В-третьих, когда Женя идет по этажу в школе или по улице – да где угодно, – весь мужской пол от мала до велика оглядывается, косится, пялится на нее, изучает ее ужасные уши, и рубашку-парус, и конопушки, и полноватые (она мерила сантиметром) бедра, из-за которых Женя не носит короткие юбки. От стыда она хочет стать невидимой и после уроков бежит скорей домой, выбирая самую безлюдную окольную дорогу. И лишние разговоры о ее груди и о том, как она – кто? грудь? Женя? попа? о чем они все говорят? – выросла, ее не радуют.
– Дашуля, а тебе? Положить еще котлету?
– Я Дарья, а не Дашуля.
– Мила, а ты все там же?
– Да, прибавили зарплату немного.
– Как хорошо!
– Но навалили всего – уйма, дергают постоянно…
– Это, конечно, плохо.
– Но не слишком, ведь знают, что я – ценный работник. Кто еще будет так надрываться? Никто же, я одна такая…
– А может быть, шарлотки, Дашуль? Только из духовки, мягкая-мягкая!
– Я Дарья!
– …А денег все равно нет. То Илье учебники, то Дарье новые штаны, сменку к школе, и мы же всё сами покупаем, никто не помогает.
– Очень тебе сочувствую! – говорит бабушка. – У Людки, у соседки с третьего, недавно сократили многих, и…
– …А еще в родительском комитете хотят содрать больше, чем в том году, – продолжает тетя Мила, не глядя на бабушку. Ложкой собирает налипшую на стенки салатницы зелень и выскребает себе в тарелку. Зеленоватый от огуречного сока майонез капает на скатерть. – И выпускной будет, некоторые мамаши хотят вести детей в ресторан, а откуда остальные родители деньги возьмут, их не волнует.
– Почему в ресторан?
– Илья же теперь в английской школе, в Москве. Я была просто вынуждена его туда отдать, мне все учителя говорили: мальчик способный, не упустите момент. И наконец разряд получил. Все я! Все моими стараниями, Свет, понимаешь?
– Как здорово!
– Уж как я тренера просила позаниматься с ним подольше и взять на соревнования, Свет, ты не представляешь! Говорю: ну нет денег у нас, но мальчик вон какой, в школе при Финансовой академии на одни пятерки учится, только из-за этой школы и прогулял, катается в Москву каждый день, ну он же не специально, войдите в положение, я мать-одиночка, на мне два спиногрыза. Хорошо хоть Илья подрабатывает после уроков.
– Подрабатывает? Да что ты!
– Да! Помогает старикам из нашего дома, ходит за продуктами. Десятку-двадцатку дают, и то неплохо, нарезной батон взять.
– Какой же молодец, – выдыхает мама и, улыбаясь, нежно смотрит на Илью.
Илья же смотрит в тарелку, на котлету, которую аккуратно разломал ножом и вилкой. А папа яростно кивает, будто подтверждает тети-Милины слова.

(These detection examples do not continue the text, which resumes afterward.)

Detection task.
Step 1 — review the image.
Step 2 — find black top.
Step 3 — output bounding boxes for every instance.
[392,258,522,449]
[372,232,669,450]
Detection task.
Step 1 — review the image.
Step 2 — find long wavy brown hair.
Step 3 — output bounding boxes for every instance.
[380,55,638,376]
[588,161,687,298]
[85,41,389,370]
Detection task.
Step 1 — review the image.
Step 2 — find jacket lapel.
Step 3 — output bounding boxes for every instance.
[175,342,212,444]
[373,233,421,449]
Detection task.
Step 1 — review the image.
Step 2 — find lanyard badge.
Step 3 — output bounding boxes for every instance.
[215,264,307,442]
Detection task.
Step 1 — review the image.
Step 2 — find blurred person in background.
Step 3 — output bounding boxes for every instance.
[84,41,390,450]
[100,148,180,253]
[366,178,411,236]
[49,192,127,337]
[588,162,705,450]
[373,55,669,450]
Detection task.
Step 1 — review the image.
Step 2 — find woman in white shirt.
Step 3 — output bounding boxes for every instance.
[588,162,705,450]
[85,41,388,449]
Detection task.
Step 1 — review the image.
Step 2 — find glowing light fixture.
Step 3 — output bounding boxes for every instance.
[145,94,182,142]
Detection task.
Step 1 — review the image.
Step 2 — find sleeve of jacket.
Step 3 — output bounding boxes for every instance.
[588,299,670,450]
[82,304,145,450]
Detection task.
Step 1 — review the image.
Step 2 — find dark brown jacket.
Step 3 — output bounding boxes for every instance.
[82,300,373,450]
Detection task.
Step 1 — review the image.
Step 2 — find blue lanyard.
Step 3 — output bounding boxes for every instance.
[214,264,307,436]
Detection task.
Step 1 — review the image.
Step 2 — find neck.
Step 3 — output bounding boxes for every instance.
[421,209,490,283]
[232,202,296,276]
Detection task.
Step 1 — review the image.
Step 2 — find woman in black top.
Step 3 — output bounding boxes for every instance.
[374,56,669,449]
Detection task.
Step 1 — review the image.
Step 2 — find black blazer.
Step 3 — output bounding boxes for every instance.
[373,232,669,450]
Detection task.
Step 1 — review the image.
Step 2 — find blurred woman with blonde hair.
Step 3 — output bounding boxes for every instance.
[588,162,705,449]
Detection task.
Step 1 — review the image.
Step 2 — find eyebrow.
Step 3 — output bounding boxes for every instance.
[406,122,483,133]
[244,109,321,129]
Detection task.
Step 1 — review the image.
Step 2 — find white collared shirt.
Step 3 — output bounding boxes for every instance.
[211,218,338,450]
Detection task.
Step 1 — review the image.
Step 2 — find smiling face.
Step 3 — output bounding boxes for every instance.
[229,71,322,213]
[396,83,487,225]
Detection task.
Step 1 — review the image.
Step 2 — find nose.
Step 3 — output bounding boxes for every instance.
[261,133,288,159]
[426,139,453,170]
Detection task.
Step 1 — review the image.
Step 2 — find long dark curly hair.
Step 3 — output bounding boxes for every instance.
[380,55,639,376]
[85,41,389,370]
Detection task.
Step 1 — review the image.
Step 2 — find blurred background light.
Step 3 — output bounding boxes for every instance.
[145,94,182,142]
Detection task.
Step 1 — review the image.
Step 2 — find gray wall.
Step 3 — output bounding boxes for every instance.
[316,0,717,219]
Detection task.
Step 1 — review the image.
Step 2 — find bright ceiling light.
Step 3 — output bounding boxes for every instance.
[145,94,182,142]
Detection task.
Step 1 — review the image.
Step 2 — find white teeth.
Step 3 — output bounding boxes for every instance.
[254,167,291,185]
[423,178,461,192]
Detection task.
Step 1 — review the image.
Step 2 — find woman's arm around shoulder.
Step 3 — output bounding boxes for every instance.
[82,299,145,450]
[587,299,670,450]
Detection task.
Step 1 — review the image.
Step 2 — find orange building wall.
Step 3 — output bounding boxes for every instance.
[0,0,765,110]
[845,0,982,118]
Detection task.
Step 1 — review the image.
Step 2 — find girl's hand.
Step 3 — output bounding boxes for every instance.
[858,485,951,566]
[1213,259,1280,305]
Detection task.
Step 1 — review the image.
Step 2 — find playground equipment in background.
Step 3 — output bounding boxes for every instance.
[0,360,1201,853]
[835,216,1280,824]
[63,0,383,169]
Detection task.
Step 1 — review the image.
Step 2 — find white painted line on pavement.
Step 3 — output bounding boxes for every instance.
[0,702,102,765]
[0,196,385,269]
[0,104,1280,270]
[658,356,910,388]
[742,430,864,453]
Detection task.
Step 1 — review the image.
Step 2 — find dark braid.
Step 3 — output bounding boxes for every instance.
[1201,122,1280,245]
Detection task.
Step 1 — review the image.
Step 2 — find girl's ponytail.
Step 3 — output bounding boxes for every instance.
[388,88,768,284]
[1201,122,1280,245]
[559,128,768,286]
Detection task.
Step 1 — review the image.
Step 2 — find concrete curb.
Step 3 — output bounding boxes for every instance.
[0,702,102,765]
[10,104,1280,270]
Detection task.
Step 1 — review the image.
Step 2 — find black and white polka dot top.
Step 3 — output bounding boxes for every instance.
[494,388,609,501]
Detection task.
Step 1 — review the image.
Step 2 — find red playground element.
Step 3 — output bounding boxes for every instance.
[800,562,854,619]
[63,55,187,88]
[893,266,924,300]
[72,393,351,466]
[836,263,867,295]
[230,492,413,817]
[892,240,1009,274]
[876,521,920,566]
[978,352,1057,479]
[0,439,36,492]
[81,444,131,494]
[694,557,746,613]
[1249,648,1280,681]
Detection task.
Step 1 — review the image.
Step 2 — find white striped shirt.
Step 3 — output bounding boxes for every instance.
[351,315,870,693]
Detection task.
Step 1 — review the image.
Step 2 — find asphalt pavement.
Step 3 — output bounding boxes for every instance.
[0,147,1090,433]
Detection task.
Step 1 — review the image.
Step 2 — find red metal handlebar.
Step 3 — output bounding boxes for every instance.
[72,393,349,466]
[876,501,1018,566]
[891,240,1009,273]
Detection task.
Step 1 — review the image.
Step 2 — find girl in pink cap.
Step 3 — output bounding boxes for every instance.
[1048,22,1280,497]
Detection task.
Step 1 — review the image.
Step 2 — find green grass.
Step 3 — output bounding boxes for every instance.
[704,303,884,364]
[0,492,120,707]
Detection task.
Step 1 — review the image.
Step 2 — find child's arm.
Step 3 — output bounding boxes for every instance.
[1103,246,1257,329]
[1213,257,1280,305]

– Женька в английской, – говорит он, – но бестолочь же, мы ей твердим-твердим, на курсы водим…
– Почему? У Жени всегда пять по английскому, – замечает бабушка.
Папа отмахивается: все это чушь.
Он это считает совпадением, не Жениной заслугой. Англичанка слишком добрая, так он говорит, ты мало занимаешься. Еще он с детства твердит, что английский – это престижно, он нужен везде, а значит, везде будет нужна и Женя как голосовой придаток.
Фоном бурчит телевизор, начинается дурацкая передача с двумя роялями и Минаевым в большом пятнистом пиджаке, для его пошива будто ободрали полторы коровы. Минаев представляет гостей – российских певцов, имена которых Жене ни о чем не говорят, да и в целом эта программа – тоска смертная. Ее любит бабушка, но сейчас она занята разговором, держит хрустальную салатницу, предлагает оливье, пытается поладить с насупившейся Дашей и тетей Милой.